I tried (and failed) to review Total War: Warhammer II

Dane and I were lying in bed together one night and he said to me, “Chris, do you want this Total War: Warhammer II code for review? You like board games, right? It’s basically like a board game.”

“Sure,” I replied, with the blissful ignorance of a man unaware he just became the protagonist in his own Blair Witch mockumentary. “That sounds fun.”

It wasn’t.

I’ll be honest, I’ve been out of the game for a while. My aging gaming laptop had reached “Counter-Strike and Dota 2 only” status, and I hadn’t been hands-on with a meaty PC title in quite some time.

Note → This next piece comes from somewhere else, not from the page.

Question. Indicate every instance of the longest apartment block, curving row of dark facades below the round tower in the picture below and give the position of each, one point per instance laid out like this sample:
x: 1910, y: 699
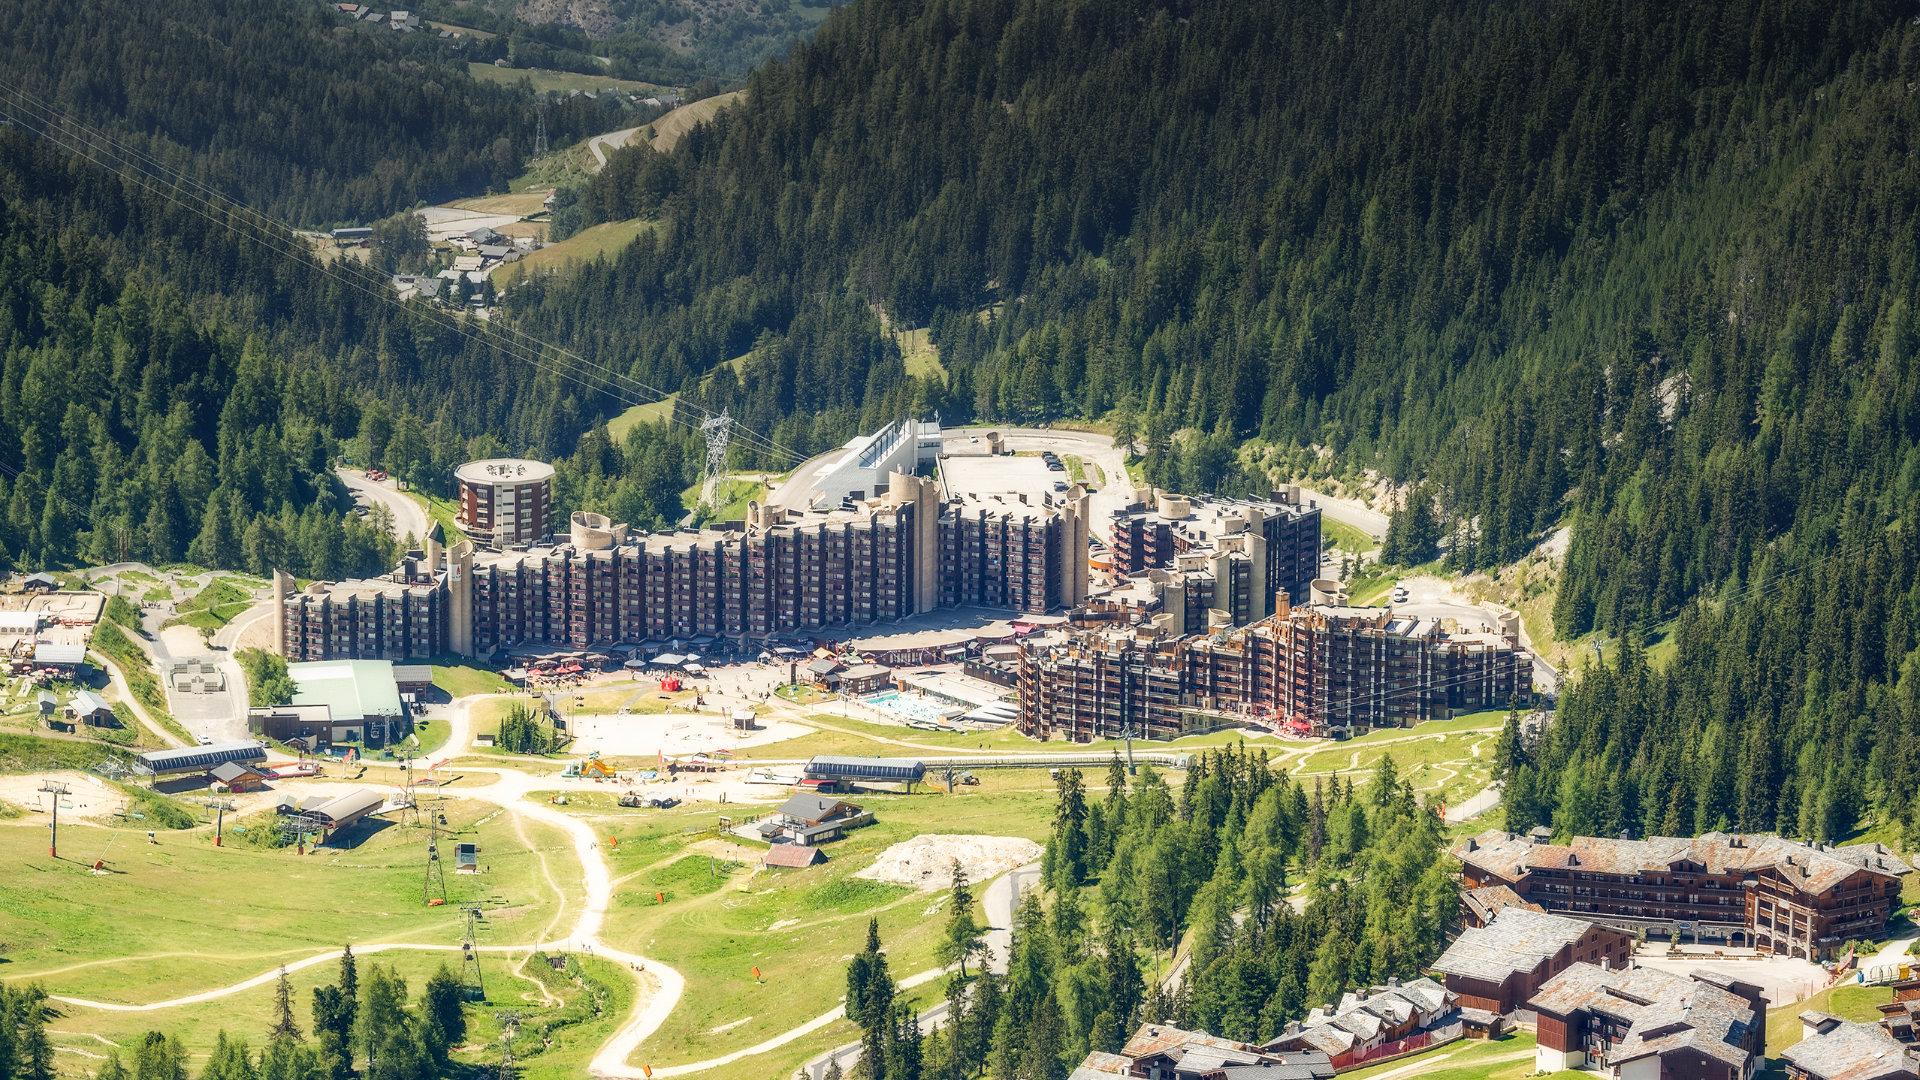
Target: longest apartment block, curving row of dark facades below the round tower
x: 896, y: 554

Luckily I got #blessed on my birthday with a sweet new gaming rig, and an epic title of war and conquest seemed like just the thing to put it to the test. I’d never played a Total War game, but that hardly seemed an issue for a battle-hardened veteran such as myself.

It was.

About ten minutes into the tutorial, I began to realise that this game is practically an Excel spreadsheet with a pretty UI, but at this point my ego wouldn’t allow me to think this was a problem. Hell, I spend my weekends playing strategy board games with an average game length of six hours – I’m not about to be undone by the paltry proffering of a profit-driven publisher.

I was.

Like many foolish folks before me, I got impatient with the tutorial and skipped it. “I’ll figure it out easily enough,” I thought to myself with the misplaced confidence of a man assembling flat-pack furniture.

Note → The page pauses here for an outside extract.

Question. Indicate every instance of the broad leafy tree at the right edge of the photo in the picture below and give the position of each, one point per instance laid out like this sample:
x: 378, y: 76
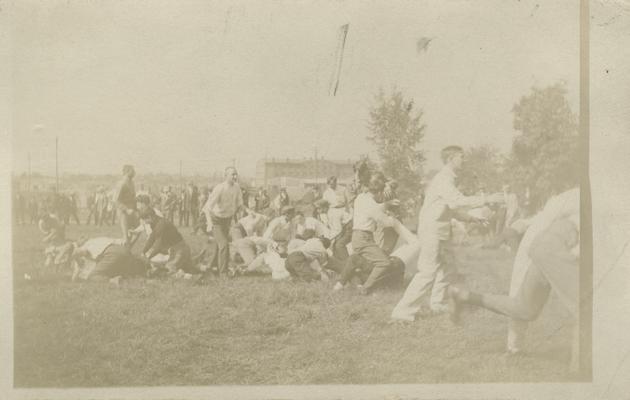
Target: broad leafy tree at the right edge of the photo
x: 544, y: 156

The problem wasn’t necessarily that I didn’t know what to do, it was more that I didn’t really know how to do anything. There were so many options and buttons and commands and no combination of them seemed to actually make anything happen. Eventually I managed to start a fight with someone, hit the “auto-resolve conflict” button and was soundly defeated.

I’d like to think that if I’d taken manual control of the conflict I would have outsmarted my opponent on the battlefield, but I also like to think that I could be a professional gamer if I worked hard, practiced every day and had actual talent, ability or drive.

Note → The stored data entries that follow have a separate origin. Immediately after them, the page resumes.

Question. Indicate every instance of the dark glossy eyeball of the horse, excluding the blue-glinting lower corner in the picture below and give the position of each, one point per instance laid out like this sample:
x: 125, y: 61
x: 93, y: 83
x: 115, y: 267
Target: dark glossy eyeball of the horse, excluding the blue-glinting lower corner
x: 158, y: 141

And drink more Monster, probably.

With my army in pieces and still unsure of how to do pretty much anything other than get my ass kicked again, I went back to the tutorial. It was helpful in the same way having Stephen Fry recite you A Brief History of Time and then asking you to repair a space shuttle would be helpful.

There was so much front-loaded information that I struggled to remember everything, and to piece it together in a coherent manner would be akin to piecing together a plain white 5,000-piece puzzle, upside down, underwater.

Much like I did with Starships and Spreadsheets (or EVE Online as it’s known to muggles), I gave up. I have no doubt that with a bit more time and a little more reading, I could have solved this Rubik’s Cube of a game – or at least figured out how to make the sides turn.

But I didn’t really want to. I have little doubt that it’s probably an excellent game if you’re into that sort of thing, much like Hatoful Boyfriend is unparalleled in the “seducing filthy animals” genre. In the immortal words of Abraham Lincoln, it just wasn’t my jam, and my review would be about as useful to a potential buyer as my review of a tampon.

For those reading this who are actually into this sort of thing, let us all know if it’s any good in the comments so we can glean some actual value from this article. Please?